One exception to that rule: Mavis Wanczyk of Chicopee, Massachusetts, who won a mammoth $758.7 million Powerball jackpot last year. According to Inside Edition, she “bought five tickets but the one that used family birthdays paid off.”
3. Should you pick your own numbers? That’s highly debatable. Richard Lustig literally wrote the book on playing the lottery. “Learn How to Increase Your Chances of Winning The Lottery” is based on his more than two decades of lottery playing experience and as a seven-time grand prize lottery winner, according to CBS News.
“It doesn’t matter how you pick your numbers, once you pick your set of numbers, research them to know if it’s a good set of numbers and stick with them,” he told CBS. “There’s no magic method to picking your numbers, I get emails every day asking. One number doesn’t win the jackpot, a set of numbers does.
“The lazy way out is to buy quick picks. The computer picks out the numbers. Don’t play quick picks. Quick picks are the worst thing you can do, you are playing with the worst odds.”
Forbes, however, disagrees with Lustig’s advice about increasing your odds by avoiding quick picks. “This tip is mathematically incorrect,” Forbes wrote earlier this year.
“ Powerball and Mega Millions are based on random drawings. This means that every number has an equal chance no matter how it is picked. So, save the energy wasted on searching for birthdays or other lucky numbers.”

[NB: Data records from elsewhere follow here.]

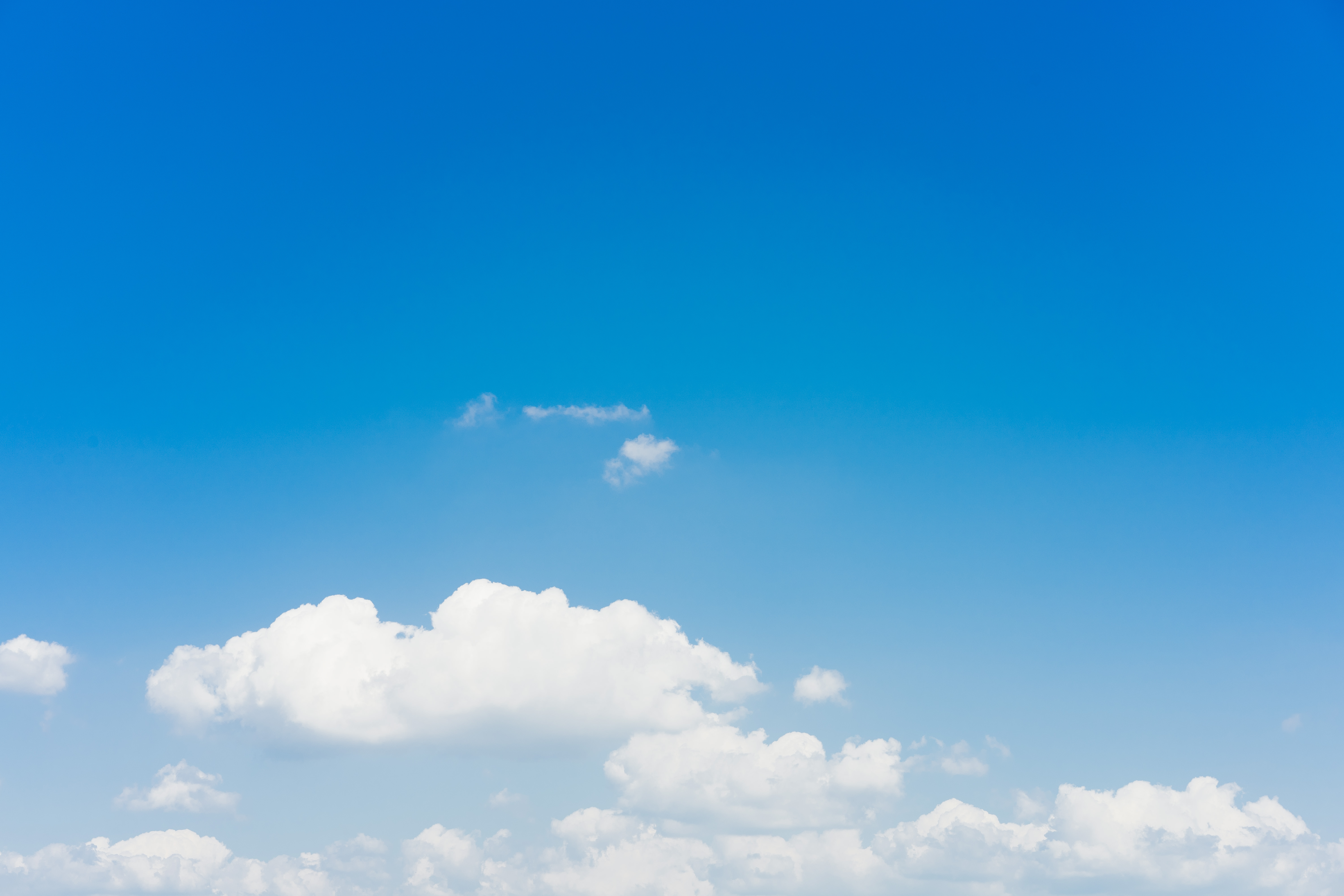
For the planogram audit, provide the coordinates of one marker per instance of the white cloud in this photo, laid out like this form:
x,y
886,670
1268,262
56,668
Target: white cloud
x,y
589,413
505,799
499,668
639,457
1139,839
716,774
1027,807
478,412
963,764
181,788
33,667
821,684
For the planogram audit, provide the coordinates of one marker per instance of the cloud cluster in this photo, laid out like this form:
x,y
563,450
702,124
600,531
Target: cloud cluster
x,y
591,414
1139,839
33,667
499,668
638,459
717,774
821,686
179,788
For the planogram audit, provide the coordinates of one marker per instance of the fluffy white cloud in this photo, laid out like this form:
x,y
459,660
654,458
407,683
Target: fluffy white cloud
x,y
499,668
819,686
181,788
639,457
1139,839
589,413
33,667
478,412
716,774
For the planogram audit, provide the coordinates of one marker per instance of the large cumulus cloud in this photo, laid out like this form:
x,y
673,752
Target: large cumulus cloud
x,y
1139,839
498,667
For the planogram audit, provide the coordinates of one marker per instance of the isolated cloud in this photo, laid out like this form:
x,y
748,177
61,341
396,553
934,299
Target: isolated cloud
x,y
499,668
718,776
819,686
181,788
1139,839
33,667
963,764
589,413
479,412
639,457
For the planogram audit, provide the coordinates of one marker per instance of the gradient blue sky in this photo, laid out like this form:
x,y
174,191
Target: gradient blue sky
x,y
1003,345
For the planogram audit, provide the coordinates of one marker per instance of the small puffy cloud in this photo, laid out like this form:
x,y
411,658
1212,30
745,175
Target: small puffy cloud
x,y
819,686
639,457
1142,838
596,827
716,774
591,414
181,788
499,668
962,762
33,667
478,412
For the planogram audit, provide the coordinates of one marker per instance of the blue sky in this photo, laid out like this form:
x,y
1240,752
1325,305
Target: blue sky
x,y
1001,350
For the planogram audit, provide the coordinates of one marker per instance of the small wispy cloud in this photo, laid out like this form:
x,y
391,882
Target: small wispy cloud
x,y
639,457
591,414
505,799
963,764
179,788
819,686
478,412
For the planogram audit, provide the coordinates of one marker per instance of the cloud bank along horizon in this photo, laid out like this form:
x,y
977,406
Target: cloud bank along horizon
x,y
704,808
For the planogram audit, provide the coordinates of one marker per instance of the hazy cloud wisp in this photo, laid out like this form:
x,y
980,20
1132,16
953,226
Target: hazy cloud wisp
x,y
181,788
591,414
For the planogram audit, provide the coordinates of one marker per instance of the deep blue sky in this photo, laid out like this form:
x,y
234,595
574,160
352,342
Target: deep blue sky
x,y
1002,342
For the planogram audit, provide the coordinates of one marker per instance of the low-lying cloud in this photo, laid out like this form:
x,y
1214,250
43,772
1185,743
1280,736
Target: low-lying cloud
x,y
1140,839
714,774
499,668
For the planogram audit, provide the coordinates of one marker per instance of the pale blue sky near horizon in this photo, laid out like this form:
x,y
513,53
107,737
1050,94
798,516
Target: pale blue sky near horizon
x,y
1002,350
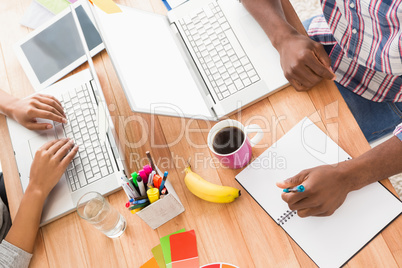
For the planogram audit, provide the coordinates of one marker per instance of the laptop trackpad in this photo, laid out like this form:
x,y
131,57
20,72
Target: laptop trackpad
x,y
37,142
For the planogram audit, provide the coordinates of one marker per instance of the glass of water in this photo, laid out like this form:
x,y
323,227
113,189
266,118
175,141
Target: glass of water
x,y
95,209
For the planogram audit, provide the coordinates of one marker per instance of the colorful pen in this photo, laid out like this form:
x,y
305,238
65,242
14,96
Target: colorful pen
x,y
128,181
141,185
157,181
163,181
299,188
143,175
139,206
134,175
151,178
151,162
147,169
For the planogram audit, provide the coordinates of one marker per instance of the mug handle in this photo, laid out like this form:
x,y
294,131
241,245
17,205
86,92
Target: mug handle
x,y
254,128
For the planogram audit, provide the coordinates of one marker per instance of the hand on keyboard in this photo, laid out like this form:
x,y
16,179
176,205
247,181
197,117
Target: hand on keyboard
x,y
49,164
25,111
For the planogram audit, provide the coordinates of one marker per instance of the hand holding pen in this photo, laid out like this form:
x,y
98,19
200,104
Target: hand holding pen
x,y
325,189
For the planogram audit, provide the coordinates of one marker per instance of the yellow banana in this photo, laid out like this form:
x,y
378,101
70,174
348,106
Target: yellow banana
x,y
209,191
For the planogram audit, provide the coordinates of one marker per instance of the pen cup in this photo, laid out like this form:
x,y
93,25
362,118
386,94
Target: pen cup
x,y
95,209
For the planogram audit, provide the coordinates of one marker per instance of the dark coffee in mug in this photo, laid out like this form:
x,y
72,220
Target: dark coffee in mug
x,y
228,140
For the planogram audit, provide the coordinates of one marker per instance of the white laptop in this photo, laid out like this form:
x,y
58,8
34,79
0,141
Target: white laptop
x,y
206,59
97,165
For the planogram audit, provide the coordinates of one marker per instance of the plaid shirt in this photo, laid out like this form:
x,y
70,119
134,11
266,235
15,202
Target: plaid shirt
x,y
367,46
367,40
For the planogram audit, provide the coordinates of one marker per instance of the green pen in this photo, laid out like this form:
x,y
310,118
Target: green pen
x,y
134,175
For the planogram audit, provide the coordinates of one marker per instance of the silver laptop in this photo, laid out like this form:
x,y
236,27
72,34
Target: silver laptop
x,y
206,59
97,165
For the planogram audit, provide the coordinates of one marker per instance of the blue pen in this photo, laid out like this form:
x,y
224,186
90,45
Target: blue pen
x,y
163,181
166,5
299,188
132,202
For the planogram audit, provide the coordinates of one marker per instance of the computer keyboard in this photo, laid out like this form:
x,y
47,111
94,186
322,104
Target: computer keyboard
x,y
92,160
218,50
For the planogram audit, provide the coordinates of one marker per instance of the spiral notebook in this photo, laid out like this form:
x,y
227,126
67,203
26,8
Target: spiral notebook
x,y
329,241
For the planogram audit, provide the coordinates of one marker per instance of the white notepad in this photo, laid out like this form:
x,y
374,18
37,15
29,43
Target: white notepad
x,y
329,241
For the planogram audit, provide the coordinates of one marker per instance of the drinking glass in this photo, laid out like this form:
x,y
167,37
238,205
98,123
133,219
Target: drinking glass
x,y
95,209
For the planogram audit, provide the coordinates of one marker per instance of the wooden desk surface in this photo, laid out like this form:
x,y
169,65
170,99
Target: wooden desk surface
x,y
240,233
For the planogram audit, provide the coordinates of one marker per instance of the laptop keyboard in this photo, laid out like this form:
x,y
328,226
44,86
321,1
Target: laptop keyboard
x,y
92,161
219,52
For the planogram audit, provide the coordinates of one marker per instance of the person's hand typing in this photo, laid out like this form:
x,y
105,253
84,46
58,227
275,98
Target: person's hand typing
x,y
26,111
304,62
326,188
49,164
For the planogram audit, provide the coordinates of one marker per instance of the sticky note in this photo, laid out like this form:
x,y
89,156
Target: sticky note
x,y
54,6
165,243
108,6
158,255
219,265
183,247
150,264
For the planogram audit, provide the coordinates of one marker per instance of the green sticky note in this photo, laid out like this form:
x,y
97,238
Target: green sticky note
x,y
54,6
158,255
165,243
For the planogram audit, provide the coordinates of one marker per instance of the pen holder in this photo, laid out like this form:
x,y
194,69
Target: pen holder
x,y
162,210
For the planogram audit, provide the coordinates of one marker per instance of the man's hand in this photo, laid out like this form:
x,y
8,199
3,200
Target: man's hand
x,y
49,164
26,111
326,188
304,62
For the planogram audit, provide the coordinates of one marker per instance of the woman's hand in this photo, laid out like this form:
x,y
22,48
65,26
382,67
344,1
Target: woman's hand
x,y
49,164
26,111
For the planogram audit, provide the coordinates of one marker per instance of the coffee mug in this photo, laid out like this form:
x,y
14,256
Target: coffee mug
x,y
229,142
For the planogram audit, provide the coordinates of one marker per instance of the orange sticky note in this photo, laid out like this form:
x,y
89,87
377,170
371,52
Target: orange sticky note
x,y
108,6
151,263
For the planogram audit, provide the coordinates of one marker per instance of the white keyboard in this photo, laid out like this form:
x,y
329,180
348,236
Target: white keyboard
x,y
92,160
218,51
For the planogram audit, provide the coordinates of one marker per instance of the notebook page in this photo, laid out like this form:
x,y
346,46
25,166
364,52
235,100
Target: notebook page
x,y
304,146
332,241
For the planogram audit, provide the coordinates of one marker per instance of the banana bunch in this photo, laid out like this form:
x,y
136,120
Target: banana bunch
x,y
209,191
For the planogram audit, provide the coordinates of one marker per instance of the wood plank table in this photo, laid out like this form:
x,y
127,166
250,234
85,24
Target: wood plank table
x,y
240,233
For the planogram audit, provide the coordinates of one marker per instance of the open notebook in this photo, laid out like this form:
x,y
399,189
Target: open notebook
x,y
329,241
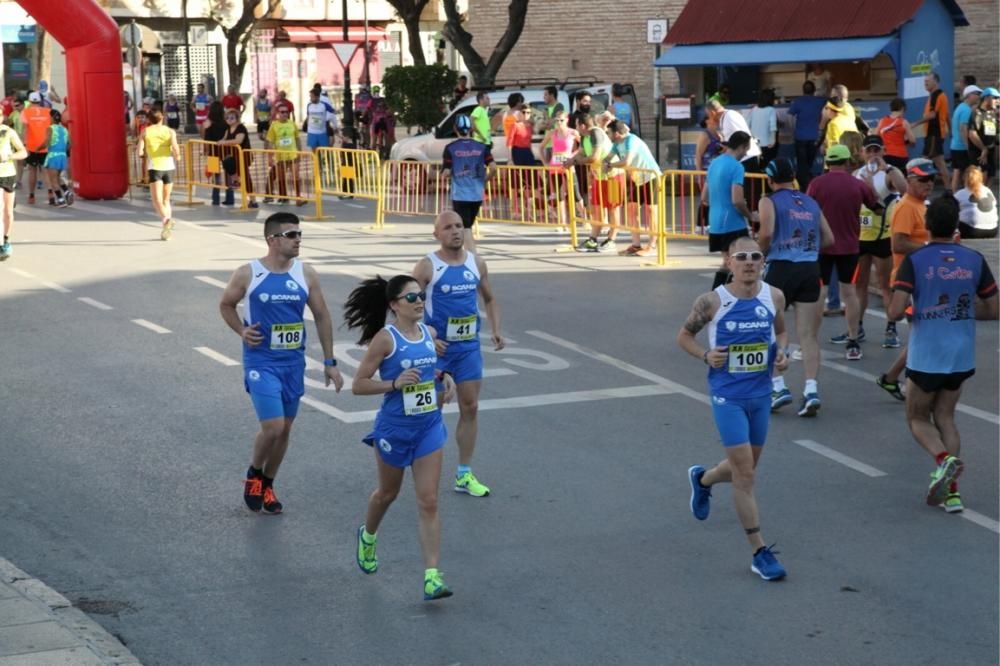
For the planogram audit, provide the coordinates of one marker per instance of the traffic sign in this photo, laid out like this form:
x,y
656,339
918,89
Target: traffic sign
x,y
656,30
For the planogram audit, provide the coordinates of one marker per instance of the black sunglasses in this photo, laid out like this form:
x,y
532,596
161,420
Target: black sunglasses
x,y
291,234
413,296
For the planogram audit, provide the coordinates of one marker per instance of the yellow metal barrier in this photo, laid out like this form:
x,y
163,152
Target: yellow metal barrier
x,y
686,217
216,167
283,176
346,172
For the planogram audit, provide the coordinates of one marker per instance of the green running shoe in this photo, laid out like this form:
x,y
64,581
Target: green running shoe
x,y
366,553
434,586
952,503
467,483
941,478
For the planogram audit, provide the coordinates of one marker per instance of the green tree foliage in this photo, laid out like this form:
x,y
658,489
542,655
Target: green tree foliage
x,y
417,93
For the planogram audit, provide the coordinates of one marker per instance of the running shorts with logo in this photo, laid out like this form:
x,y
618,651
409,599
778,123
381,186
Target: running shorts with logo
x,y
409,424
452,308
741,389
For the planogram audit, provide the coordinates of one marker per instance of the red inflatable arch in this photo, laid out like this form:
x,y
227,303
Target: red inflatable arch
x,y
94,85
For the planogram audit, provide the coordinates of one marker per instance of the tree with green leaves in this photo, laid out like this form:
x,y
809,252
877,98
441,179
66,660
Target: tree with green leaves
x,y
484,72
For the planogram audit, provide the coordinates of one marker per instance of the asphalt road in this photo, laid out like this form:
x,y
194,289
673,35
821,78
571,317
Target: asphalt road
x,y
124,445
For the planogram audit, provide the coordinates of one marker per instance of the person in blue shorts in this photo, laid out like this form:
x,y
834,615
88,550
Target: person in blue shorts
x,y
408,430
951,286
275,290
746,336
454,279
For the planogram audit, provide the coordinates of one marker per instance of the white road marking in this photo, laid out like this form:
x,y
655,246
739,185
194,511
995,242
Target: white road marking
x,y
216,356
155,328
837,456
210,280
622,365
981,520
93,303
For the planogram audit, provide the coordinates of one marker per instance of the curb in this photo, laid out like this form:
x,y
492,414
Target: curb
x,y
90,643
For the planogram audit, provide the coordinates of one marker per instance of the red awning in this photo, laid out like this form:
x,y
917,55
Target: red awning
x,y
328,34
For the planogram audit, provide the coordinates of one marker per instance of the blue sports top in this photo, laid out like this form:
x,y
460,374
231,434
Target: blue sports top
x,y
452,306
796,227
277,301
414,405
944,280
746,327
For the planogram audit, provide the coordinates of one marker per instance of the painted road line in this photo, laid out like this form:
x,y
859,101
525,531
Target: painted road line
x,y
989,417
216,356
981,520
622,365
837,456
155,328
210,280
97,304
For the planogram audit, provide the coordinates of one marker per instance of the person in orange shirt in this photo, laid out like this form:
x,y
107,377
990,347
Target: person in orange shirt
x,y
36,119
909,233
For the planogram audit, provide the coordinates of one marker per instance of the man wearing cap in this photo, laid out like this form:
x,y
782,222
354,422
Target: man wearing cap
x,y
729,216
840,196
792,231
984,125
909,233
468,163
961,121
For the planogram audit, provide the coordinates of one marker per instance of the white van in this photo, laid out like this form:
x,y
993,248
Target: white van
x,y
429,147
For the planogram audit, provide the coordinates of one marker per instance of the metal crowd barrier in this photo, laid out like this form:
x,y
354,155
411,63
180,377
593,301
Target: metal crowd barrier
x,y
347,172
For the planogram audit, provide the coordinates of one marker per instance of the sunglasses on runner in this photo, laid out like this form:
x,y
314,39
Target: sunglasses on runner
x,y
291,234
413,296
745,256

4. Don’t buy all your tickets from the same place. This seemed to work for Angelo Scanzello of Conshohocken, Penn., who last year ranked as the state’s ninth most-frequent lottery winner, scooping up $1.75 million in overall winnings, according to the Patriot-News in Harrisburg, Penn.
“I just went to all different places, ” he told the newspaper. “I didn’t go to one place, that was one thing. I’d travel all around different areas.”
5. Play with co-workers or friends. Think “lottery syndicate.” If everyone contributes just a little each week, “you can multiply your chances of grabbing a jackpot,” and perhaps get closer to your friends while you do it, writes MSN.
“It should come as no surprise that most of the largest lottery jackpots of all time have been won by syndicates buying group tickets in bulk, in fact it is estimated that at least 1 out of every 7 (million-dollar) lotto prizes have been won by a syndicate.”
If you do that, Lustig advises, “everyone has a copy of all the numbers and a list of everyone in on the pool,” he told Inside Edition.
The idea of joining a lottery pool – “provided they are willing to share the jackpot with the other members of the pool” – gets a thumbs-up from Forbes, too.
6. Don’t ignore the second-chance drawings. “ People either don’t know about the drawings or don’t take time to enter, so your odds of winning are always better,” according to Reader’s Digest, which gathered tips from lottery winners.
“Some games require you to mail in your losing ticket. Others tell you to go online and register the ticket’s serial number.”
7. Envision yourself winning. Cynthia Stafford says it worked for her. In 2007 she was raising her deceased brother’s children when she won $112 million in the California Lottery.
She told ABC News that “believing and visualizing” herself winning was the key, “part of the ask-the-universe philosophy popularized by ‘The Secret’ and similar books a few years back,” ABC reported.
“I’m an avid reader,” Stafford said. “Read a book called ‘The Power of Your Subconscious Mind,’” she said.